No sabía que necesitaba enfadarme.

Ha venido de casualidad, de andar por casa, de lo que hasta ahora pensaba que era mi realidad.

De lo que pensaba que estaba bien conmigo y con los demás, de lo que sale de dentro cuando agotas la razón.

De lo que hace reavivar una herida que tenías por olvidada, de lo que vuelve a hacer que encarnes todo tu recuerdo, lo bueno y lo malo.

De lo que canaliza la rabia por saborear un bocado amargo en lo que piensas que es tan dulce.

Del cosquilleo que nace en la garganta después de estar mucho tiempo callado, o mejor dicho, amordazado.

De lo que hace que abraces el peligro natural de la muerte y te olvides por un momento de las consecuencias.

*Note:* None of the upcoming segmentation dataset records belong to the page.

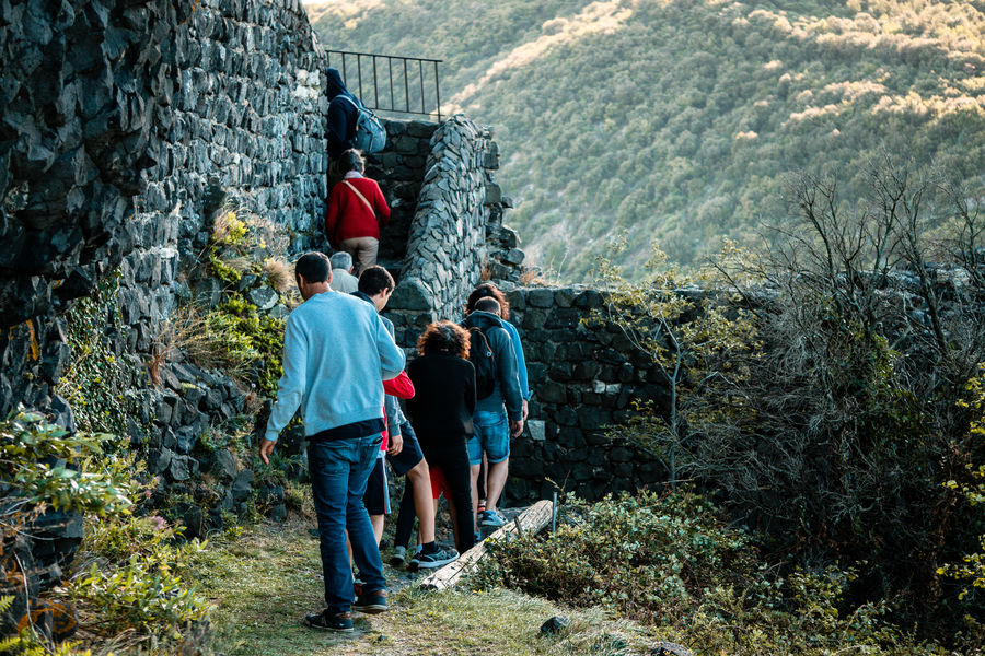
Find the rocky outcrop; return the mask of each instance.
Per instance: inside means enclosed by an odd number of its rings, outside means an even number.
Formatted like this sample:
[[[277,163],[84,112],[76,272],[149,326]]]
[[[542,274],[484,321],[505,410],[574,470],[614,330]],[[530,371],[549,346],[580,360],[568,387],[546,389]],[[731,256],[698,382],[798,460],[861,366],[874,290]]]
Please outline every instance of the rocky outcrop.
[[[401,280],[389,304],[399,343],[414,344],[429,321],[460,318],[484,273],[499,280],[519,276],[523,256],[510,255],[517,235],[502,225],[506,203],[493,177],[498,167],[491,131],[462,115],[431,137]]]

De lo que consigue que comprendas ese peligro y te abra la puerta a vivir en paz con él.

De lo que hace que experimentes todo tu valor en cada poro de tu piel.

De lo que trae una claridad súbita que ilumina todos los senderos que quieras tomar.

Quizá no ha sido el mejor enfado ni el más convincente, pero ha sido alentador.

Que el mundo se prepare para conocerme enfadado, puesto que del enfado más torpe he experimentado la paz más sincera.